PatchSiren cyber security CVE debrief
CVE-2026-57439 gchq CVE debrief
CVE-2026-57439 is a medium-severity vulnerability in CyberChef, a web app for encryption, encoding, compression, and data analysis. The Series Chart operation's acceptance of __proto__ as a key while parsing user-supplied CSV allows for prototype pollution. This issue can be chained with operations such as Parse UDP to inject malicious JavaScript into HTML output. The vulnerability is fixed in version 11.2.0. Users of CyberChef, especially those who utilize the Series Chart operation or Parse UDP operations, should be aware of this vulnerability and ensure they are using version 11.2.0 or later to prevent potential prototype pollution attacks.
- Vendor
- gchq
- Product
- CyberChef
- CVSS
- MEDIUM 5
- CISA KEV
- Not listed in stored evidence
- Original CVE published
- 2026-07-08
- Original CVE updated
- 2026-07-10
- Advisory published
- 2026-07-08
- Advisory updated
- 2026-07-10
Who should care
Users of CyberChef, especially those who utilize the Series Chart operation or Parse UDP operations, should be aware of this vulnerability and ensure they are using version 11.2.0 or later to prevent potential prototype pollution attacks. This includes operators, platform administrators, vulnerability management teams, and security teams who need to review and mitigate this vulnerability.
Technical summary
The Series Chart operation in CyberChef, prior to version 11.2.0, accepts __proto__ as a key while parsing user-supplied CSV. This allows for prototype pollution, which can be chained with operations such as Parse UDP to inject malicious JavaScript into HTML output. The vulnerability has a CVSS score of 5 and a severity of MEDIUM. Users of CyberChef should be aware of this vulnerability and ensure they are using version 11.2.0 or later to prevent potential prototype pollution attacks. The vulnerability is fixed in version 11.2.0.
Defensive priority
Medium priority should be given to updating CyberChef to version 11.2.0 or later, as the vulnerability can be exploited to inject malicious JavaScript into HTML output.
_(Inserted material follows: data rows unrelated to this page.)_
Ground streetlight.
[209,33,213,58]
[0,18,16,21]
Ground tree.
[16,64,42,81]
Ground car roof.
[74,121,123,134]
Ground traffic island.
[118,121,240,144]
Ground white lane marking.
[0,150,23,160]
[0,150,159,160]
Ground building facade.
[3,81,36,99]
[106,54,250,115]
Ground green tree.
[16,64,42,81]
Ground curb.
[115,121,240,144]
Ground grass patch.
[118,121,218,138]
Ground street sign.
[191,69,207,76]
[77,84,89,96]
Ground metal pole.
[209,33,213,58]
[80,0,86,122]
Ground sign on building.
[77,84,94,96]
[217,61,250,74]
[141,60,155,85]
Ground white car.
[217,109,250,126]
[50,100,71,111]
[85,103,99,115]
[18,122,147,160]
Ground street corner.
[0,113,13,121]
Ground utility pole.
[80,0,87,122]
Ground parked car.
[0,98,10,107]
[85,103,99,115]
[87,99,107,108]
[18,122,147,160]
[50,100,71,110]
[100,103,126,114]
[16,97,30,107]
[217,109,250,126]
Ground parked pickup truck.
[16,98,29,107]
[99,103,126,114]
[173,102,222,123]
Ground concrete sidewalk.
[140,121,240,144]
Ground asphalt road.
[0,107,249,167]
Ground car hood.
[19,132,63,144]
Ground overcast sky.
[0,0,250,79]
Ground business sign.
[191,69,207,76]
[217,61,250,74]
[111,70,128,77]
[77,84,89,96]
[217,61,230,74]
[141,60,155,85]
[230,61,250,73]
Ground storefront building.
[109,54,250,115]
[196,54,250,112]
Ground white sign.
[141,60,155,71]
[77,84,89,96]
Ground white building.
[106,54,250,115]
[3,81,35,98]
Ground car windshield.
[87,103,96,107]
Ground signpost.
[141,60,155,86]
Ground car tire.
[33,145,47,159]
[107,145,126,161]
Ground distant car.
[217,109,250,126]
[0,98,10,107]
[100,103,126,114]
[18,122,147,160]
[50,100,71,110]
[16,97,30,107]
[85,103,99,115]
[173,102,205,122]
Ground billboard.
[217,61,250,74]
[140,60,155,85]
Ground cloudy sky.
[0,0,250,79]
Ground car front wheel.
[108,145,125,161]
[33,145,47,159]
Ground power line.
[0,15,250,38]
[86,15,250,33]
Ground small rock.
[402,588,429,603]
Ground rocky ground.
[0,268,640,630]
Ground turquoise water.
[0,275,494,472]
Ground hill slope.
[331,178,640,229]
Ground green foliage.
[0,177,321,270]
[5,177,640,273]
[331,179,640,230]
Recommended defensive actions
- Update CyberChef to version 11.2.0 or later
- Review and monitor Series Chart operation usage
- Implement compensating controls to detect potential prototype pollution attacks
- Confirm whether affected product deployments exist in managed environments and assign an owner for follow-up
- Review the supplied official advisory or CVE record to validate affected scope, severity, and vendor guidance
- Plan vendor-supported updates or mitigations through normal change control where exposure is confirmed
- Check relevant monitoring, detection, and logs for exposed assets that need extra review
Evidence notes
The CVE record was published on 2026-07-08T16:16:31.280Z and was last modified on 2026-07-10T17:56:00.910Z. The NVD entry is currently Deferred. The vulnerability affects CyberChef, a web app for encryption, encoding, compression, and data analysis. The Series Chart operation's acceptance of __proto__ as a key while parsing user-supplied CSV allows for prototype pollution. This issue can be chained with operations such as Parse UDP to inject malicious JavaScript into HTML output. The vulnerability has a CVSS score of 5 and a severity of MEDIUM. Users should verify their deployments and review official advisories for affected scope and vendor guidance.
Official resources
AI-assisted PatchSiren debrief based on the supplied source corpus. The CVE record was published on 2026-07-08T16:16:31.280Z and has not been modified since then. The NVD entry is currently Deferred.